The combination of high P-tau and low Aβ42 levels in the CSF can predict the presence of AD pathology with high accuracy [6]. We found that individuals with diabetes-related dementia showed different P-tau and Aβ42 levels from those with AD. These findings suggest that diabetes-related dementia involves different pathophysiology from AD histopathological features. Diabetes-related dementia is not suggestive of a particular underlying neuropathology, but merely describes a dementia state predominantly associated with DM-related metabolic abnormalities rather than AD or vascular pathology. Therefore, diabetes-related dementia seems to be a heterogeneous disease. In our preliminary tau PET study, most patients with diabetes-related dementia showed accumulation of 11C-pyridinyl-butadienyl-benzothiazole 3 (PBB3) [7] in the brain, including the medial temporal lobe, suggesting tau deposition in the brain (unpublished data). Although we have no autopsy data, diabetes-related dementia may be associated with tauopathy, such as senile dementia of the neurofibrillary tangle type [8] or primary age-related tauopathy (PART) [9], and non-specific neuronal damage due to glucose toxicity. The present CSF study seems to be consistent with our amyloid and tau PET findings.
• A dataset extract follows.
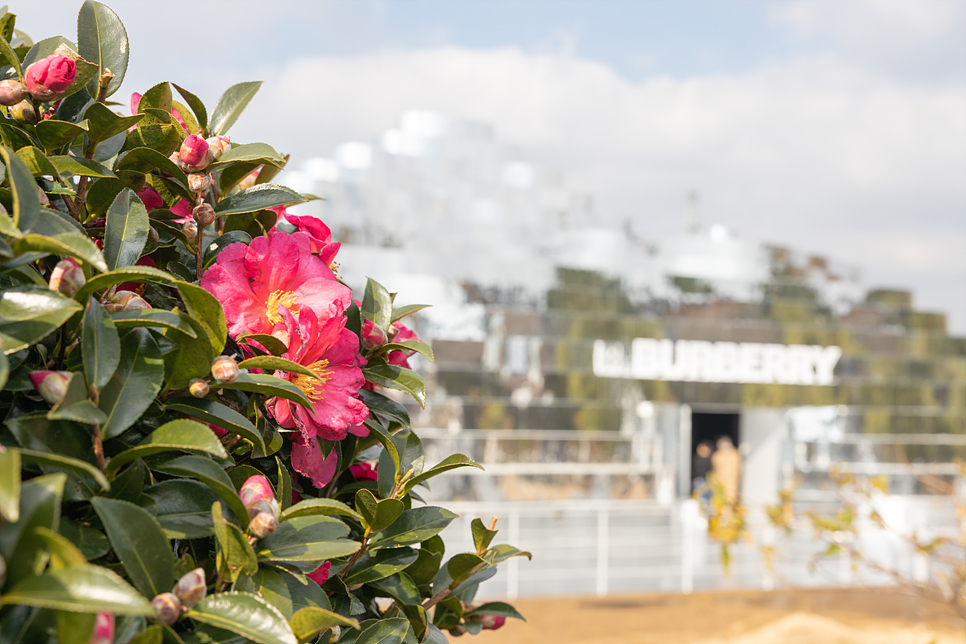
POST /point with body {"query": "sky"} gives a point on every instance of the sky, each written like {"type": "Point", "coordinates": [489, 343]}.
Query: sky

Subjects with diabetes-related dementia have often been misdiagnosed as having AD. However, this type of dementia is apparently different from AD in terms of clinical features, clinical course, underlying pathophysiology, treatment, and care. Although the control group includes some patients with neurological diseases affecting CSF findings, we conclude that CSF analysis may be useful for the differentiation of diabetes-related dementia from AD. Further studies with pathological confirmation are needed to confirm our results.

Disclosure statement

The authors have indicated no financial support.

Conflicts of interest

There are no conflicts of interest related to this study.